死んでもあなたに愛されたい
いやな予感がする。
おそるおそる顔を上げれば。
「……か、魁運! その腕……!」
魁運の右腕。
そこに、3秒前までなかった傷があった。
なんで……。
シャツの布生地が切れ、皮膚には線状の生傷。
赤い血がじわじわとあふれてくる。
「魁運、この傷……」
「せ、静電気か何かだろ」
うそつき。
何、静電気って。
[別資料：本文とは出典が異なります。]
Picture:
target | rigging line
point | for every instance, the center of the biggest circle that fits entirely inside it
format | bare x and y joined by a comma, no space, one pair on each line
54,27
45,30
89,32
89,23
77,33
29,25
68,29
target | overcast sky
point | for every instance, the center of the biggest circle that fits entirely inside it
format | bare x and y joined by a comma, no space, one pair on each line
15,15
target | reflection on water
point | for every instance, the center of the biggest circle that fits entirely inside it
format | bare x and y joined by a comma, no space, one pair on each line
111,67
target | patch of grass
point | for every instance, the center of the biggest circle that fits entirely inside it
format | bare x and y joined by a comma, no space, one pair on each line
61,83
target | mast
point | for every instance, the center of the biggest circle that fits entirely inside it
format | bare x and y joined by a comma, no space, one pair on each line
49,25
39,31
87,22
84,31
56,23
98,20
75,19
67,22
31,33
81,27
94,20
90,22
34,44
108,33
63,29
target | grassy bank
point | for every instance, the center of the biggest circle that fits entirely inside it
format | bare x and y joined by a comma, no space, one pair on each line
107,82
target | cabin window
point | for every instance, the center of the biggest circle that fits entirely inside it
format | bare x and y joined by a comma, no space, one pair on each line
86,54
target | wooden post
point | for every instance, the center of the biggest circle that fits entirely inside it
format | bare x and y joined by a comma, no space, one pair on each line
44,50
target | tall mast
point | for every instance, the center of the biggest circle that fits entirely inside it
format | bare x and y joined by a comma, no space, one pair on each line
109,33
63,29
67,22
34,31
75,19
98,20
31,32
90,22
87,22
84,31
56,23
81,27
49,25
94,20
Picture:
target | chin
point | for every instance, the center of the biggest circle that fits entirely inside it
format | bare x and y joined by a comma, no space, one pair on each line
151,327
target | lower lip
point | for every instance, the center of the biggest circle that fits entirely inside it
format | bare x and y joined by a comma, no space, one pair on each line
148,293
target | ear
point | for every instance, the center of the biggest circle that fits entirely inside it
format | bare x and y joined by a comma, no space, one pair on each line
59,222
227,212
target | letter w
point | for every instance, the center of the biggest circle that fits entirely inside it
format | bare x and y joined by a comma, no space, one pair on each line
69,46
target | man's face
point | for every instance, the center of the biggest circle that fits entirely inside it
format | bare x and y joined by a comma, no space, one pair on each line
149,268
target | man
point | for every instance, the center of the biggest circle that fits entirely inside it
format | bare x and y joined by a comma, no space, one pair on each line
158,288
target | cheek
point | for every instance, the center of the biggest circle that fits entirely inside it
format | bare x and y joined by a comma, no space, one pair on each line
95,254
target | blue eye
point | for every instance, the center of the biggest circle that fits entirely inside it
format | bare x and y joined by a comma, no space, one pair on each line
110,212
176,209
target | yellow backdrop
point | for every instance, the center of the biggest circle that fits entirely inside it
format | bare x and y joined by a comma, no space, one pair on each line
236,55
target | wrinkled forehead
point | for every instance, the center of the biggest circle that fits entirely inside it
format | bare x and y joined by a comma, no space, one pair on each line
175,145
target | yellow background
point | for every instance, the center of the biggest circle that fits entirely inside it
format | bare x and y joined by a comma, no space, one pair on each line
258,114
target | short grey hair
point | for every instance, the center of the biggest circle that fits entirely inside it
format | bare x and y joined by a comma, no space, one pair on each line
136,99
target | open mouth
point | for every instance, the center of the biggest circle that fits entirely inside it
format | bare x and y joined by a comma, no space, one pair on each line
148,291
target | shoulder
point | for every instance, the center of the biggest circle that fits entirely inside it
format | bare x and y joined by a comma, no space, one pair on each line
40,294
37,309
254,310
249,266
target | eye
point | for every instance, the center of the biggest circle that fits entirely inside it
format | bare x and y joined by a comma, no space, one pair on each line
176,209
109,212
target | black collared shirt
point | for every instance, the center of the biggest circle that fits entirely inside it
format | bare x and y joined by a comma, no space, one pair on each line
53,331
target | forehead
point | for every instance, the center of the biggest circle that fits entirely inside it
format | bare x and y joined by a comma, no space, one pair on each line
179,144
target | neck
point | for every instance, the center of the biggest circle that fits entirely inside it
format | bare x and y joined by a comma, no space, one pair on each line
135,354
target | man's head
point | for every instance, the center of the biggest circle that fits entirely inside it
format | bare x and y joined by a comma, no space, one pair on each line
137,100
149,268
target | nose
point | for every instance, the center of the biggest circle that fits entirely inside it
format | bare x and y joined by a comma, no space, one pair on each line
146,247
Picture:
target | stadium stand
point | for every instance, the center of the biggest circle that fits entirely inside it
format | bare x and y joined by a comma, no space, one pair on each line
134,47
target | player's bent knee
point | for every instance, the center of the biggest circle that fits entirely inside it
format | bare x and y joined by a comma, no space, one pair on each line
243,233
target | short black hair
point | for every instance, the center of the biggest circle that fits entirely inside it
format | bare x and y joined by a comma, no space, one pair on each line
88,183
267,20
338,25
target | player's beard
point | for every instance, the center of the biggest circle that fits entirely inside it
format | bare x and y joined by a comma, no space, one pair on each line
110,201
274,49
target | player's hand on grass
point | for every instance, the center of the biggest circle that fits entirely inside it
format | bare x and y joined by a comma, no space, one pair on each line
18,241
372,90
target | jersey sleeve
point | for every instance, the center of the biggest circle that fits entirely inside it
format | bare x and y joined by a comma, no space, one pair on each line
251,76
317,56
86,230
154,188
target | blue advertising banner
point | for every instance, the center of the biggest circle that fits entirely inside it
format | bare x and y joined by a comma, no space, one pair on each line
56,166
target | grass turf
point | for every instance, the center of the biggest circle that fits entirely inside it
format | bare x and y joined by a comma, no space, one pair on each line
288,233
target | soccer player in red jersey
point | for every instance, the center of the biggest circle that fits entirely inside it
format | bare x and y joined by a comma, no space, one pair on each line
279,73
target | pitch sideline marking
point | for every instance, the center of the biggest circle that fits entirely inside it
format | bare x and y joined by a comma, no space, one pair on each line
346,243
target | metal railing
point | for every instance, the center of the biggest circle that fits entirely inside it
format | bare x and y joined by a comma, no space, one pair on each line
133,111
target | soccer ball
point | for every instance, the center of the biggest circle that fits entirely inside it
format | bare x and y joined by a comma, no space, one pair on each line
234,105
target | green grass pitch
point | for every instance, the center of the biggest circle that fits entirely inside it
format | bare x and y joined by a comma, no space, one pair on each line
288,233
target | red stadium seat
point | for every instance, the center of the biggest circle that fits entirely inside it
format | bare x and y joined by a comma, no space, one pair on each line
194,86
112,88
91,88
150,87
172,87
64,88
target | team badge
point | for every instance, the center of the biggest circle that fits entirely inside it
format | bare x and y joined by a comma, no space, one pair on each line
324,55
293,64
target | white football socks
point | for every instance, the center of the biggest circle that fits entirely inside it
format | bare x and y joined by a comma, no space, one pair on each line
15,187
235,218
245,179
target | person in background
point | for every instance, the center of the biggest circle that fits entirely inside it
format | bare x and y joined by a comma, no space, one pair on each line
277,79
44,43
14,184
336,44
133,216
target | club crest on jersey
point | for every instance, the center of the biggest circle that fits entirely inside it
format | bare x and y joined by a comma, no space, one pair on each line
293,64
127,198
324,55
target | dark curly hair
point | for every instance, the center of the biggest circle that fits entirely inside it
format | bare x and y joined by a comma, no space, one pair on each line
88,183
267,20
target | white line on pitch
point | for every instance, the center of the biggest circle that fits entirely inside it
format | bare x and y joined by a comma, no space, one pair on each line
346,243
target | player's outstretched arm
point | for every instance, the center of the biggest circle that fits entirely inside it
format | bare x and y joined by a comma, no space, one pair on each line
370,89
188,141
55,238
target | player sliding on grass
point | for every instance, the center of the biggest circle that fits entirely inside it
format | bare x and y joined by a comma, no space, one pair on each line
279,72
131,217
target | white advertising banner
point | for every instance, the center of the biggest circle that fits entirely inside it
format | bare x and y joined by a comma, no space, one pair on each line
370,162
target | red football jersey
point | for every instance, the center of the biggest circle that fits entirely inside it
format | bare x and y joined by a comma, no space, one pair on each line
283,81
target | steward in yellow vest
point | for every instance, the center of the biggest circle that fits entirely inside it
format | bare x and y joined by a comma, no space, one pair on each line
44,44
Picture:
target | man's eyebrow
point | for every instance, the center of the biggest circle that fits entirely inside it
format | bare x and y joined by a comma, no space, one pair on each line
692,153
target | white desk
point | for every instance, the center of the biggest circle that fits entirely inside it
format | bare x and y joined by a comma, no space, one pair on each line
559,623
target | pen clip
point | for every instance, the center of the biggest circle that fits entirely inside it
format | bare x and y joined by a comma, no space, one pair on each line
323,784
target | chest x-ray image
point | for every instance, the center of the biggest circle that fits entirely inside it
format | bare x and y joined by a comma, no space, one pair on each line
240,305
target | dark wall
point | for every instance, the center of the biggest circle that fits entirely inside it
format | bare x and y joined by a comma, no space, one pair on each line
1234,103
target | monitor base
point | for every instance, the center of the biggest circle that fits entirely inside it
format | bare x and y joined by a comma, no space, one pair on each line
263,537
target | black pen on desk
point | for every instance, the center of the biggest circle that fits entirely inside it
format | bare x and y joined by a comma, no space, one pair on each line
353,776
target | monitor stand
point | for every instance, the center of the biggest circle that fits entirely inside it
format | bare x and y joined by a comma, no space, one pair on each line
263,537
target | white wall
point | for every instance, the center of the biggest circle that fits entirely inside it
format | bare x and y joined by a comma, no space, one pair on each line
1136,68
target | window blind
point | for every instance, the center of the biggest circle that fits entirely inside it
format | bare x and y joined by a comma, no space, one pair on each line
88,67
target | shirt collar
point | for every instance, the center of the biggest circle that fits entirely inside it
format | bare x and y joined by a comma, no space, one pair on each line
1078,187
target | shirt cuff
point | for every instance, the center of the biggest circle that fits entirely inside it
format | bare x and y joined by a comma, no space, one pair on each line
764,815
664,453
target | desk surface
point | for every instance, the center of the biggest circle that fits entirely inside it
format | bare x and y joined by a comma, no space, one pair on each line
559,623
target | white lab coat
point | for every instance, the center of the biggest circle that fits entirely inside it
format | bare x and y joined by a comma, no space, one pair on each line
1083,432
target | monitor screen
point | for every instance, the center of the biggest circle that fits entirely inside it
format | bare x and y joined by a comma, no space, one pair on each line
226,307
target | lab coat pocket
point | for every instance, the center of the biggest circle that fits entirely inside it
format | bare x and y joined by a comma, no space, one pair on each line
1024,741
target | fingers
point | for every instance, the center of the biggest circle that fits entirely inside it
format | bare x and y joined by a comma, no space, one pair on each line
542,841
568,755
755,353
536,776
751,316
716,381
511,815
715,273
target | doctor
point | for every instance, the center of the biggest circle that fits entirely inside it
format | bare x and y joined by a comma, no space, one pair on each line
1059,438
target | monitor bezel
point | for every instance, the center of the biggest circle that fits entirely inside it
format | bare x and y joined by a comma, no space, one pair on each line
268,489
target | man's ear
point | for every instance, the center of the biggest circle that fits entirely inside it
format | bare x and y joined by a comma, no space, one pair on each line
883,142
ごまかすのへたくそ。
そこも好きなんだけど。
何も言えずにいると、地面に光るものを見つけた。
カッターの刃だ。
これがどこからか飛んできて、そのせいで魁運に傷が……?
あたしがちょこっと妄想している間に、なんでこんなことに……。
……まさかとは思うけど、ウチのもんのしわざじゃないよね?
突然抱きしめてくれたのも、あたしをかばってくれたのかな。
傷が残ったら責任とるから安心してね!
旦那様(予定)を傷つけやがった犯人も安心して。
すぐにどん底に堕としてあげる。
「魁運、痛くない?」
「ああ。ただのかすり傷だ」
「……っ、いたいのいたいのとんでけー!」
ガバッ!と勢いよく魁運の首に腕を回した。
ぎゅうっと力いっぱい抱きしめる。